Hükmün davalı vekili tarafından temyiz edilmesi üzerine temyiz isteğinin süresinde olduğu anlaşıldıktan ve Tetkik Hakimi tarafından düzenlenen raporla dosyadaki kağıtlar okunduktan sonra işin gereği düşünüldü ve aşağıdaki karar tesbit edildi.
Dava davacının sigorta başlangıcının 01.10.1986 tarihi olduğunun tespiti istemine ilişkindir.
Mahkemece davacının sigorta başlangıcının 01.10.1986 tarihi olduğunun tespitine karar verilmiştir.

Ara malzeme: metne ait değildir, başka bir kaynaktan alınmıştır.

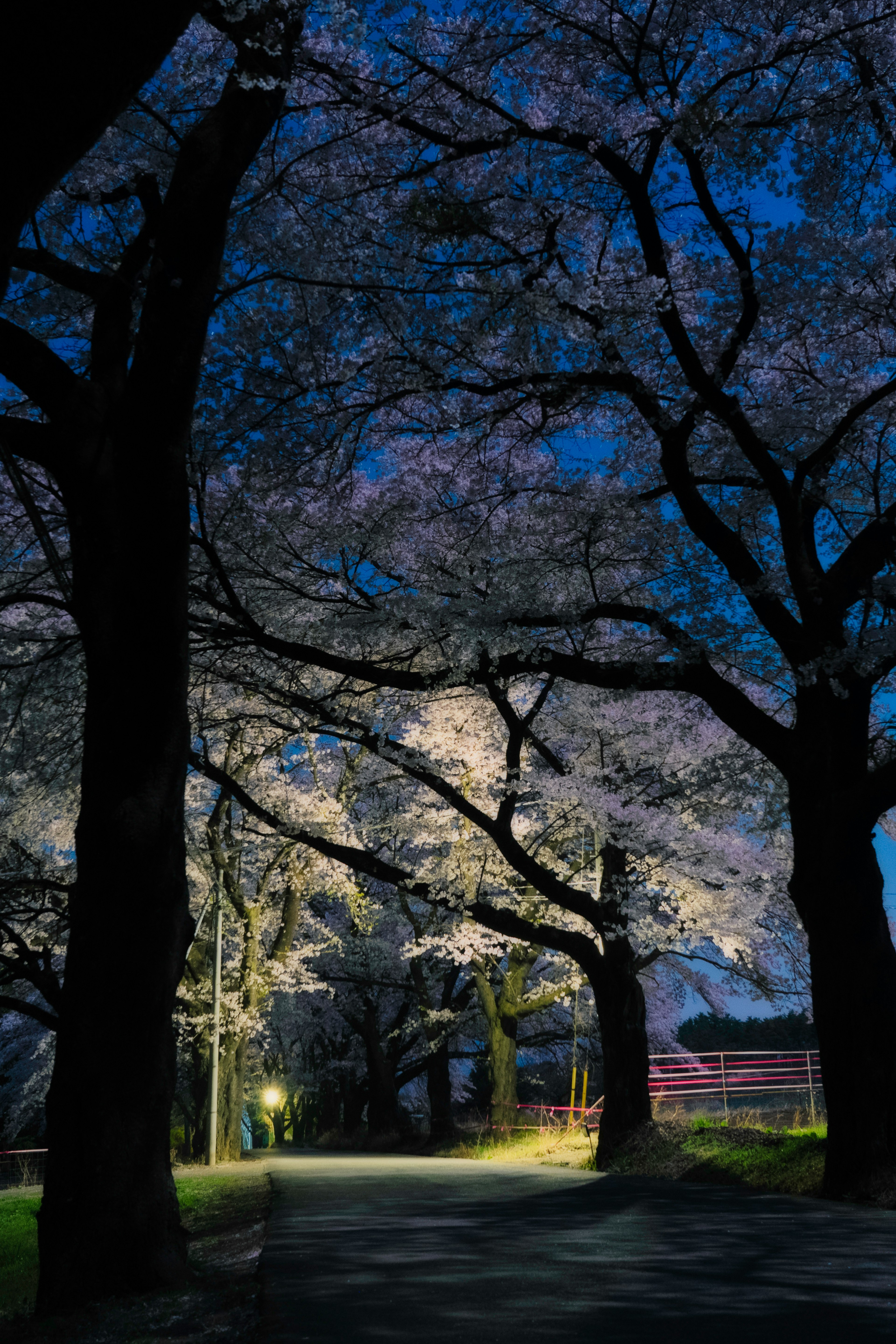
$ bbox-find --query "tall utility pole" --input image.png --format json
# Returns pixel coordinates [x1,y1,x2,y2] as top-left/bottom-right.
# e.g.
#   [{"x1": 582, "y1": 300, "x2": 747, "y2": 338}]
[{"x1": 206, "y1": 884, "x2": 223, "y2": 1167}]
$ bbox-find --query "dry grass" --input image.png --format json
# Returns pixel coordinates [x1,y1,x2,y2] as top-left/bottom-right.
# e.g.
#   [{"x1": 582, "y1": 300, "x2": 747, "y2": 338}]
[
  {"x1": 435, "y1": 1125, "x2": 594, "y2": 1167},
  {"x1": 607, "y1": 1110, "x2": 827, "y2": 1196}
]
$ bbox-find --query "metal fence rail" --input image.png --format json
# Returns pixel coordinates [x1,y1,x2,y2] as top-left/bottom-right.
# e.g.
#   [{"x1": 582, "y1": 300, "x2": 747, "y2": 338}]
[
  {"x1": 648, "y1": 1050, "x2": 823, "y2": 1105},
  {"x1": 0, "y1": 1148, "x2": 47, "y2": 1191}
]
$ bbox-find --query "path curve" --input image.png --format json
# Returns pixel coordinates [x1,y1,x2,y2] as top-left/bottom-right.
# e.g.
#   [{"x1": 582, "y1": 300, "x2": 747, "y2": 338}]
[{"x1": 261, "y1": 1152, "x2": 896, "y2": 1344}]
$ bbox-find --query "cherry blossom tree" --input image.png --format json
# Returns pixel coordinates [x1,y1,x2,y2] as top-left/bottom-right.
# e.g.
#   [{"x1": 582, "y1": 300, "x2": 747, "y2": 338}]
[
  {"x1": 193, "y1": 645, "x2": 787, "y2": 1158},
  {"x1": 191, "y1": 0, "x2": 896, "y2": 1200},
  {"x1": 0, "y1": 0, "x2": 197, "y2": 289}
]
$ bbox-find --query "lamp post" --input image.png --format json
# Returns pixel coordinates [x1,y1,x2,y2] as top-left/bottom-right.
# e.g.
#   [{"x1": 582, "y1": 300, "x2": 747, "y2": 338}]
[{"x1": 206, "y1": 886, "x2": 223, "y2": 1167}]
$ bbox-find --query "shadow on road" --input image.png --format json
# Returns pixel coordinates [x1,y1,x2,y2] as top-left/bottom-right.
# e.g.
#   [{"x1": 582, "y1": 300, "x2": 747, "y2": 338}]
[{"x1": 262, "y1": 1153, "x2": 896, "y2": 1344}]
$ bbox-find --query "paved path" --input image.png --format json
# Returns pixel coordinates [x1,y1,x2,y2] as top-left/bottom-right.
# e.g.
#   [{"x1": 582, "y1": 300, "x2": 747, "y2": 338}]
[{"x1": 254, "y1": 1152, "x2": 896, "y2": 1344}]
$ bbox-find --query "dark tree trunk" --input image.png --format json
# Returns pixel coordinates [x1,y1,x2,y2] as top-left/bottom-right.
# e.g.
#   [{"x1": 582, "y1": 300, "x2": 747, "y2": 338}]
[
  {"x1": 216, "y1": 1035, "x2": 252, "y2": 1162},
  {"x1": 0, "y1": 0, "x2": 197, "y2": 293},
  {"x1": 364, "y1": 1012, "x2": 410, "y2": 1136},
  {"x1": 489, "y1": 1013, "x2": 518, "y2": 1134},
  {"x1": 426, "y1": 1040, "x2": 454, "y2": 1142},
  {"x1": 790, "y1": 776, "x2": 896, "y2": 1207},
  {"x1": 582, "y1": 937, "x2": 651, "y2": 1165},
  {"x1": 27, "y1": 15, "x2": 298, "y2": 1312},
  {"x1": 343, "y1": 1078, "x2": 367, "y2": 1134},
  {"x1": 318, "y1": 1078, "x2": 340, "y2": 1134},
  {"x1": 39, "y1": 452, "x2": 191, "y2": 1310}
]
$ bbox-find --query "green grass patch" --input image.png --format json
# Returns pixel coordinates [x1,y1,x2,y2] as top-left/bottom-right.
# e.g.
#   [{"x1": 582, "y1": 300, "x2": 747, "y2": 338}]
[
  {"x1": 0, "y1": 1197, "x2": 40, "y2": 1317},
  {"x1": 606, "y1": 1120, "x2": 827, "y2": 1196},
  {"x1": 177, "y1": 1169, "x2": 270, "y2": 1236},
  {"x1": 433, "y1": 1125, "x2": 591, "y2": 1167},
  {"x1": 0, "y1": 1171, "x2": 270, "y2": 1320}
]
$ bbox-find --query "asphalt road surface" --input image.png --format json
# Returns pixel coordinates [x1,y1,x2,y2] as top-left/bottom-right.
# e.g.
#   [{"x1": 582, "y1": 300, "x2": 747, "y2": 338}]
[{"x1": 261, "y1": 1152, "x2": 896, "y2": 1344}]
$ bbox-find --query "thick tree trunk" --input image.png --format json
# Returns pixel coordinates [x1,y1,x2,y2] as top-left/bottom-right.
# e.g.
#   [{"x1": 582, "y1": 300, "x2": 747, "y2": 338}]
[
  {"x1": 426, "y1": 1040, "x2": 454, "y2": 1142},
  {"x1": 790, "y1": 778, "x2": 896, "y2": 1207},
  {"x1": 582, "y1": 937, "x2": 651, "y2": 1165},
  {"x1": 22, "y1": 15, "x2": 300, "y2": 1312},
  {"x1": 343, "y1": 1078, "x2": 367, "y2": 1134},
  {"x1": 216, "y1": 1035, "x2": 246, "y2": 1162},
  {"x1": 364, "y1": 1012, "x2": 410, "y2": 1136},
  {"x1": 39, "y1": 441, "x2": 192, "y2": 1310}
]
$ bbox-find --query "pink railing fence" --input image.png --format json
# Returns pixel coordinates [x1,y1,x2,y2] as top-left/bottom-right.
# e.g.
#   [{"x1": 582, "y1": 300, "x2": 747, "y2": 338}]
[
  {"x1": 0, "y1": 1148, "x2": 47, "y2": 1191},
  {"x1": 649, "y1": 1050, "x2": 822, "y2": 1107}
]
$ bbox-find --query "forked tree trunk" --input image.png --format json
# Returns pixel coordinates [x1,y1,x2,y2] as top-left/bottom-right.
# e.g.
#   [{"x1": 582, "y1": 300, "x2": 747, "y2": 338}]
[
  {"x1": 489, "y1": 1013, "x2": 518, "y2": 1134},
  {"x1": 426, "y1": 1040, "x2": 454, "y2": 1142},
  {"x1": 39, "y1": 457, "x2": 192, "y2": 1310},
  {"x1": 26, "y1": 14, "x2": 300, "y2": 1312},
  {"x1": 582, "y1": 937, "x2": 651, "y2": 1167},
  {"x1": 790, "y1": 780, "x2": 896, "y2": 1207},
  {"x1": 364, "y1": 1012, "x2": 410, "y2": 1136}
]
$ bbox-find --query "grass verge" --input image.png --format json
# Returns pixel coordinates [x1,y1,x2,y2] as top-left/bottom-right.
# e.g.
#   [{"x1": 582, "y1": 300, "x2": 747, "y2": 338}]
[
  {"x1": 599, "y1": 1120, "x2": 827, "y2": 1197},
  {"x1": 0, "y1": 1197, "x2": 40, "y2": 1317},
  {"x1": 0, "y1": 1164, "x2": 270, "y2": 1344}
]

Davacıya ait 01.10.1986 tarihli işe giriş bildirgesinin davalı Kuruma süresi içerisinde verildiğine dair uyuşmazlık bulunmamaktadır. Uyuşmazlık, somut olayda fiili çalışma olgusunun yöntemince kanıtlanmış olup olmadığı, mahkemece bu yönde yapılan inceleme ve araştırmanın hükme yeterli bulunup bulunmadığı noktasında toplanmaktadır.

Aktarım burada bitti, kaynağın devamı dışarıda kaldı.